Allocation for the Office of the Premier is set at $3.4m or 1 percent of the budget, pointing out that $1.3m is earmarked for a Policy/Programme Management & Implementation Unit.
He said the unit will support all ministries and is designed to build capacity to effectively scope projects and programs, provide life-cycle costing, monitor and evaluate frameworks and improve key performance indicators to measure results.
Allocation for Home Affairs and Transportation is set at $18.7m or 5.6 percent of the budget.
Premier Misick said the ministry will focus on utility regulation, community development and bolstering communication activities.
Social Welfare allocation is $4m. That budgetary allocation will see home-help increasing by 40 percent and welfare benefits by 100 percent.
The budgetary allocation for the Ministry of Tourism, Agriculture, Fisheries, Heritage, Religious Affairs and Environment is set at $13m or 3.5 percent.
Marketing of the destination and the establishment of the DMO will cost government $1.m, $1m to redevelop agriculture and $500,000 to manage the COVID-19 Travel portal.

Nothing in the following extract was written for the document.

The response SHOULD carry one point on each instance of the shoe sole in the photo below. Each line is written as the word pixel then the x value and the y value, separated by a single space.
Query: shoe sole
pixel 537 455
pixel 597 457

The budget for the legal sector, which include the Attorney General’s Chambers and the Office of the Director of Public Prosecution is set at $17.4m or 4.1 percent.

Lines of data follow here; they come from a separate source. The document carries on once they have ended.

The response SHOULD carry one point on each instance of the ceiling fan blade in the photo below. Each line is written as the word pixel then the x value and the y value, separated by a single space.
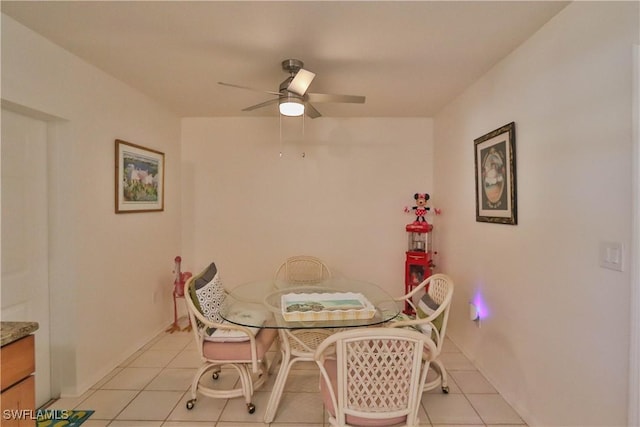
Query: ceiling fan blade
pixel 249 88
pixel 325 97
pixel 311 111
pixel 262 104
pixel 301 82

Of this amount, approximately $5.1m will pay for defense related expenses in the ongoing SIPT trials; $500,000 is allocated to an ongoing arbitration and $700,000 to civil recovery.
The premier revealed that plans will begin this financial year for the construction of a purpose-built court complex in 2022/2023 in the amount of $3m.
Allocation for the House of Assembly is set at $3.4m or one percent.
Utilities and communication expenses - $6.8m.
Premier Misick said $10m will go towards general maintenance of government facilities including roads and other infrastructure.